It is well known (by Schwarz-Christoffel) that if $k \in (0,1)$, then the Jacobi elliptic function $\mathrm{sn}(\cdot,k)$ provides a biholomorphic map from the rectangle $(-K(k),K(k)) \times (0,K'(k))$ to the upper half plane, $\mathbb{R} \times (0,\infty)$. Here, $K(k)$ is the complete elliptic integral of the first kind and $K'(k)=K(\sqrt{1-k^2})$. Using this, I have been able to show that $z \mapsto \frac{\mathbb{dc}(z,k)-\sqrt{k}}{\mathrm{dc}(z,k)+\sqrt{k}} = \frac{\mathrm{dn}(z,k)-\sqrt{k}\mathrm{cn}(z,k)}{\mathrm{dn}(z,k)+\sqrt{k}cn(z,k)}$ provides a biholomorphic map from the rectangle to the doubly slit disk $\mathbb{D}^1 \setminus \left(\left(-1,-\frac{1-\sqrt{k}}{1+\sqrt{k}}\right] \cup \left[\frac{1-\sqrt{k}}{1+\sqrt{k}},1\right)\right)$ that maps the point $iK'(k)/2$ (the center of the rectangle) to the origin, the edges $[-K(k),K(k)] \times \{0\}$ and $[-K(k),K(k)] \times \{K'(k)\}$ to the slits, and finally the edges $\{-K(k)\} \times [0,K'(k)]$ and $\{K(k)\} \times [0,K'(k)]$ to $\mathbb{S}^1$.

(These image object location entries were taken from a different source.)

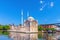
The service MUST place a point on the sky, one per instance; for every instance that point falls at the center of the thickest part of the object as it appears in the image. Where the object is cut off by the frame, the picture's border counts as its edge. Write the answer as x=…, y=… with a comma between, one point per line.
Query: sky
x=45, y=11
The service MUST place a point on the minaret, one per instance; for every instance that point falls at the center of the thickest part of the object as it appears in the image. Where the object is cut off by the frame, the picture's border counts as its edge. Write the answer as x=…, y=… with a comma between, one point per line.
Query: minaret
x=22, y=18
x=27, y=14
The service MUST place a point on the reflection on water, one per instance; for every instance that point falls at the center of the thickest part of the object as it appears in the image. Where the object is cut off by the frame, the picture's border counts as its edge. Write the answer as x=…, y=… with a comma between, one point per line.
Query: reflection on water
x=23, y=36
x=32, y=36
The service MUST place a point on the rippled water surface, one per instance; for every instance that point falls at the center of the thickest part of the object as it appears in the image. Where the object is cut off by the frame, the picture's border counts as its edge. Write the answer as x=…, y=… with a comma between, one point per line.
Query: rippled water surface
x=32, y=36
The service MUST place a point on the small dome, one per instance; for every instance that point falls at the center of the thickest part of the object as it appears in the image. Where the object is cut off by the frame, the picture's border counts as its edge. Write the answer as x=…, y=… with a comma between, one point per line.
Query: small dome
x=30, y=18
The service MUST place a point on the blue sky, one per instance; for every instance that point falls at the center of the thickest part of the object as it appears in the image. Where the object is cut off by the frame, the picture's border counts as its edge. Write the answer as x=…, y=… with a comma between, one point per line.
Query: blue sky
x=10, y=11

I require something more, namely (at least nearly) the same thing, but mapping a point $z_0$ (all of the form $z_0=x_0+ iK'(k)/2$ suffices) in the rectangle to the origin instead. I do not necessarily require the slits in the disk to be of equal length or lying on the same line, but I still need the left and right edges sent to slits (orthogonal to the unit circle) and the bottom and top edges to the unit circle.
All my attempts at this have failed, and I'm starting to think that such a map may not exist (or be accessible). However, complex analysis is not my area, so that's why I'm posting here. Does anyone know if this is possible?
From a map as you are looking for, one could obtain a biholomorphic map of $\mathbb D^1$ to itself that extends continuously to four points of the boundary (corresponding to the vertices of the rectangle) and leaves theses fixed. As we know all automorphisms of $\mathbb D^1$, this is not possible.